Meredith’s Tripotage Miniatures is a collection of 3 duets, 2 trios and a tutti movement for mixed sextet, made up of clarinet, horn, flute, oboe, viola and double bass;  each movement is around 1-3 minutes long. The miniatures explore different kinds of opacity, glitch, fuzz, shade and grime. They imagine, as Meredith puts it, “underhand dealings that place a sort of filmy surface on top of the material”: one translation of ‘tripotage’, she notes, is “Jiggery Pokery”.

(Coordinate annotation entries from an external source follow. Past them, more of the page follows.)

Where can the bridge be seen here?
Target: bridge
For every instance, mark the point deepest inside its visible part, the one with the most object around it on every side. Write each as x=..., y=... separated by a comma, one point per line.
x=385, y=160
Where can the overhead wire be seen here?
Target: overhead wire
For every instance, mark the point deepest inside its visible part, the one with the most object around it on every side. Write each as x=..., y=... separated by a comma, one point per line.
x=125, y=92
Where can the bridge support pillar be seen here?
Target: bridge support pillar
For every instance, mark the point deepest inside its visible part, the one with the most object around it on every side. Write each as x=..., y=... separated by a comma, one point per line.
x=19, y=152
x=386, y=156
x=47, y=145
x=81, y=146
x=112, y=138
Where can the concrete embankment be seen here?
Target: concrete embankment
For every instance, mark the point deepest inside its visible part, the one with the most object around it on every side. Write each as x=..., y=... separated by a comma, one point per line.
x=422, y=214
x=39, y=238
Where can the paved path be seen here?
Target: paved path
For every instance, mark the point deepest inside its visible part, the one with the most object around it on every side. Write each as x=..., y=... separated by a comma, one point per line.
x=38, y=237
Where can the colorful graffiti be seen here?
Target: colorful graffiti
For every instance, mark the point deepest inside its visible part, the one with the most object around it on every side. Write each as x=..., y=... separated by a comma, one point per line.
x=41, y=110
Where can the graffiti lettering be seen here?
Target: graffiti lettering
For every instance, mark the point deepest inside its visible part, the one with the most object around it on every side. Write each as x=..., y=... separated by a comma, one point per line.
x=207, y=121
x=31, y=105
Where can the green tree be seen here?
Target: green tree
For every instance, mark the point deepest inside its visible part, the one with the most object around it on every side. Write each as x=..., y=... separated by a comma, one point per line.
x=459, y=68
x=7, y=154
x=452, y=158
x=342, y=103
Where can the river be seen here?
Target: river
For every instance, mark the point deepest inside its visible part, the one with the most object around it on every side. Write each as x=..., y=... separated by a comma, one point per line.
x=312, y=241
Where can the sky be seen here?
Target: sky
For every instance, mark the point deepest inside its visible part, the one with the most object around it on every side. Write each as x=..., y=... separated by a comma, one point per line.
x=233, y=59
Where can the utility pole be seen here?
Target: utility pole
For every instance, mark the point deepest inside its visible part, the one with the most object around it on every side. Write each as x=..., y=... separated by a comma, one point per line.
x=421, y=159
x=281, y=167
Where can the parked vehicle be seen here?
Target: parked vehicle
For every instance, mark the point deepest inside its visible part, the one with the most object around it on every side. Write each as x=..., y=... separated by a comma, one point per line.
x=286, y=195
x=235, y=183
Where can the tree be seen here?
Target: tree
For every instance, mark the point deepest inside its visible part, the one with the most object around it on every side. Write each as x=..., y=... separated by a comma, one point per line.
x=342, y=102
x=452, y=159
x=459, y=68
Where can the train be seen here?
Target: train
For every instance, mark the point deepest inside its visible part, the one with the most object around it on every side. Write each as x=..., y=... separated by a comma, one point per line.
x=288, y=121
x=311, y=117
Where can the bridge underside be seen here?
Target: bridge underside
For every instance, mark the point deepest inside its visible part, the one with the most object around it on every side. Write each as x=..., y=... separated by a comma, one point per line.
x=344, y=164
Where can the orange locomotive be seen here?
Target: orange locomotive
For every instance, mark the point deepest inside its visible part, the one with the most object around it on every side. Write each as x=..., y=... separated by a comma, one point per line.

Sometimes this filter seems to drain colour from the work –  turning the material almost sepia, sometimes it makes ideas a bit murkier – harder to grasp, slippery and falling through the fingers. In the opening movement, ‘Lanolin’, we hear a jerky game of imitation between horn and Eb clarinet; in ’40 Watt’, the piccolo sits eerily low whilst the double bass plucks ethereal high harmonics, reversing the polarity of their usual registrations. The movements, which contain some small thematic links and last twelve minutes altogether, can be performed as a whole or excerpted.

Tripotage Miniatures premiered at Wigmore Hall with Aurora Orchestra in 2016, who later recorded it in 2020; it has also received performances from players from Royal Scottish National Orchestra and Ensemble 360.